Located 600 miles west of Continental Ecuador and on the Pacific Ocean, the Galapagos Islands are perhaps the most precious treasure humankind has in terms of ecological, wildlife and evolutionary studies. This claim is validated by UNESCO’s declaration of the isles as “World Natural Heritage” and by other scientific studies.
But why are these islands so important to humanity, or why should anyone visit them? Not only are these islands attractive for their volcanic origin and their magnificent beauty, but also, as mentioned before, because of the story they encrypt about the evolution of the species on the planet. Charles Darwin formulated his theories based on his differentiation studies of species from island to island, noting how resource and geographic endowments affected their adaptation and evolution.
Yet what is more striking to visitors and scientists alike is the behavior of the species towards humans. Where else in the world will you have birds approach you and play around your feet without fear? Or have the chance to swim freely with sea lions, snorkel for hummer head sharks, or scuba dive with timid whale sharks. In fact, the Galapagos are a marine paradise, which can claim to be the best place in the world for snorkeling and diving.
The Galápagos Islands (Spanish name: Archipielago de Colon or Islas Galápagos) are an archipelago made up of 13 main volcanic islands, 6 smaller islands, and 107 rocks and islets. The very first island is thought to have formed between 5 and 10 million years ago, a result of tectonic activity.
The youngest islands, Isabela and Fernandina, are still being formed, with the most recent volcanic eruption in 2005. The islands are distributed around the equator, 965 kilometers (about 600 miles) west of Ecuador (recently found to have 3 volcanoes in the center island, all of them active)(0° N 91° W).
The Galapagos are famed for their vast number of endemic species and the studies by Charles Darwin that led to his theory of evolution by natural selection. Though the first protective legislation for the Galapagos was enacted in 1934 and supplemented in 1936, it was not until the late 1950s that positive action was taken to control what was happening to the native flora and fauna. In 1955, the International Union for the Conservation of Nature organized a fact-finding mission to the Galapagos.
Two years later, in 1957, UNESCO in cooperation with the government of Ecuador sent another expedition to study the conservation situation and choose a site for a research station. In 1959, the centenary year of Darwin’s publication of The Origin of Species, the Ecuadorian government declared 97.5% of the archipelago’s land area a national park, excepting areas already colonized.
Its primary objectives are to ensure the conservation of unique Galapagos ecosystems and promote the scientific studies necessary to fulfill its conservation functions. Conservation work began with the establishment of the Charles Darwin Research Station on Santa Cruz Island in 1964.
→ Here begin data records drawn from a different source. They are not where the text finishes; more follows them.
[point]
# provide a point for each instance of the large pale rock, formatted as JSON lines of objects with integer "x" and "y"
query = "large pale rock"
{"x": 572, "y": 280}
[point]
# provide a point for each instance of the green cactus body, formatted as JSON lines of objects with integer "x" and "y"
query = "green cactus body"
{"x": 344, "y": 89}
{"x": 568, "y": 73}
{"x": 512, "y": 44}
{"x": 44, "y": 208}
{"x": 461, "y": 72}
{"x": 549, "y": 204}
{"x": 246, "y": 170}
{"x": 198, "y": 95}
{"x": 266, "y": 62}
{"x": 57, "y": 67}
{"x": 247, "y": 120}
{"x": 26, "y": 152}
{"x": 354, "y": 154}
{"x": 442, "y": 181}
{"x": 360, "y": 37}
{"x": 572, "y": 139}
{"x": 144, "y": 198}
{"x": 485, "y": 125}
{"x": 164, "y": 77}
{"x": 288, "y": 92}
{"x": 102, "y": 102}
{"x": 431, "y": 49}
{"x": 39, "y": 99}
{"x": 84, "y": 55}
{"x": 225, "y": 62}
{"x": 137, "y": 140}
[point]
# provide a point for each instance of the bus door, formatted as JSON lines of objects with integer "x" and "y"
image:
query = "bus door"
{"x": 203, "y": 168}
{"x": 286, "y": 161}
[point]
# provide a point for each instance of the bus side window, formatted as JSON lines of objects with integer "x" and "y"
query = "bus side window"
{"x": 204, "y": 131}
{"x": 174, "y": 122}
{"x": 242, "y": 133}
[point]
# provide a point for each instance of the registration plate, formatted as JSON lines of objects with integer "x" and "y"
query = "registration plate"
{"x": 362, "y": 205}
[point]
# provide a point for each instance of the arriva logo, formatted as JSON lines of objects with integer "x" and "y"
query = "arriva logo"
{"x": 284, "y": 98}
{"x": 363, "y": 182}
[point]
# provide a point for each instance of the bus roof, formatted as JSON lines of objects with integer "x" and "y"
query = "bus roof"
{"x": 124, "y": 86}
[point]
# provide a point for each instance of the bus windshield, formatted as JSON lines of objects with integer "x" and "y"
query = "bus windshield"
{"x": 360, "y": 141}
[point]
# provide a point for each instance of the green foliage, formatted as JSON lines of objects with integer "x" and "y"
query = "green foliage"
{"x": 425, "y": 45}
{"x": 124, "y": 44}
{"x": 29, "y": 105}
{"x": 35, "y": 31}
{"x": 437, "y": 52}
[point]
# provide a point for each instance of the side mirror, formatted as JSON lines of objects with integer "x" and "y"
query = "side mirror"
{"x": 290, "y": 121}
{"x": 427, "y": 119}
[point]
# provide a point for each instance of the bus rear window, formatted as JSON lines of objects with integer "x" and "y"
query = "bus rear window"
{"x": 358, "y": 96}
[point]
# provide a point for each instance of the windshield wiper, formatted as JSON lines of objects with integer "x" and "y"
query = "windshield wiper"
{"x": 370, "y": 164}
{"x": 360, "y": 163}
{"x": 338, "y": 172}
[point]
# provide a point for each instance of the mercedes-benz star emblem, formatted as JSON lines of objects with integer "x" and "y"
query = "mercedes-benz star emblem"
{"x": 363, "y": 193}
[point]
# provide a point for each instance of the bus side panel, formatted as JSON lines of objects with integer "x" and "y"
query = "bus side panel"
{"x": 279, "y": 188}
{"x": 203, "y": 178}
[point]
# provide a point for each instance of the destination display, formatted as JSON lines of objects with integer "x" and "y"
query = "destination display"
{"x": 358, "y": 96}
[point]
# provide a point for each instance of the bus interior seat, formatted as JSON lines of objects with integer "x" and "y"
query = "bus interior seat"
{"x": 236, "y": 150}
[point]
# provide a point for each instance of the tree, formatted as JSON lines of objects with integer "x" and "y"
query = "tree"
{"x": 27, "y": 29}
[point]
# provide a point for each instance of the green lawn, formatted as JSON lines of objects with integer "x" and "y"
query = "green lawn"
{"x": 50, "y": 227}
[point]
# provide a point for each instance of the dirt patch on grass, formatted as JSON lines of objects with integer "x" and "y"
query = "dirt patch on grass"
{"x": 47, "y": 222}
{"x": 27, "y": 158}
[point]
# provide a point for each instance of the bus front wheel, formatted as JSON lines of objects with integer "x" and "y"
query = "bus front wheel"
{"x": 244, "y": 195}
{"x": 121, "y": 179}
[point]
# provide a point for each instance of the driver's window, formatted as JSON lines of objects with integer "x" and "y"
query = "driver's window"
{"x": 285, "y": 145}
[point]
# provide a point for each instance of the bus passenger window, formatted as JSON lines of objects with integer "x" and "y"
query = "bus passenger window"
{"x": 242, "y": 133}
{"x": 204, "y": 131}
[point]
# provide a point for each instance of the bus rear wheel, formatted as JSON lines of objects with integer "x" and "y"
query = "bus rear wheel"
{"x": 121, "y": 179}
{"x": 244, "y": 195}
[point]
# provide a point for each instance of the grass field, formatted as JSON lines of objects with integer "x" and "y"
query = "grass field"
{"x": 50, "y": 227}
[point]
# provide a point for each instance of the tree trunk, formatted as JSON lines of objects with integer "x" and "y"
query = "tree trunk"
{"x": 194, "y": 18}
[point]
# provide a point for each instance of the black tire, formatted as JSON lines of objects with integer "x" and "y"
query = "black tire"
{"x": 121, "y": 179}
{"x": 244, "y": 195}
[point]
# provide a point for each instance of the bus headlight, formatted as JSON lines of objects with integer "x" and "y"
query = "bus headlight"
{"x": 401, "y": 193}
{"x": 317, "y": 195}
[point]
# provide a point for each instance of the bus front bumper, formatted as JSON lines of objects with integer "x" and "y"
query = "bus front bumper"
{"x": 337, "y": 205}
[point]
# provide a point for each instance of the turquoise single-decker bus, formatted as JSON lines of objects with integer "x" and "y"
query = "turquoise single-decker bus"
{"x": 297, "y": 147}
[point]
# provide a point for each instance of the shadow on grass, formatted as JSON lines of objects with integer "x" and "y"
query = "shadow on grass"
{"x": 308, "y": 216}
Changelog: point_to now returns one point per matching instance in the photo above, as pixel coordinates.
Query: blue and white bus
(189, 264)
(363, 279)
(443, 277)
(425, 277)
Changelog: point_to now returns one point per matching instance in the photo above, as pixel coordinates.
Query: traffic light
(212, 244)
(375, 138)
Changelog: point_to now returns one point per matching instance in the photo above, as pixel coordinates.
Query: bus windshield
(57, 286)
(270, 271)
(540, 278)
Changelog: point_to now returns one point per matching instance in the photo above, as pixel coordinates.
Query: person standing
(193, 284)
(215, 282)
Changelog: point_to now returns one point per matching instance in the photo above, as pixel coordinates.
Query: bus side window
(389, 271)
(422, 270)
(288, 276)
During the early years, station personnel carried out conservation programs, such as eradication of introduced species and protection of native species. Currently, most resident scientists pursue conservation goals; most visiting scientists’ work is oriented towards pure research. When the national park was established, approximately 1,000 to 2,000 people called the islands their home.
In 1972 a census was done in the archipelago and a population of 3,488 was recorded. By the 1980s, this number had dramatically risen to more than 15,000 people, and 2006 estimates place the population around 30,000 people. In 1986 the surrounding 70,000 square kilometers (43,496 sq. mi.) of ocean was declared a marine reserve, second only in size to Australia’s Great Barrier Reef. In 1990 the archipelago became a whale sanctuary. In 1978 UNESCO recognized the islands as a World Heritage Site, and in 1985 a Biosphere Reserve. This was later extended in December 2001 to include the marine reserve.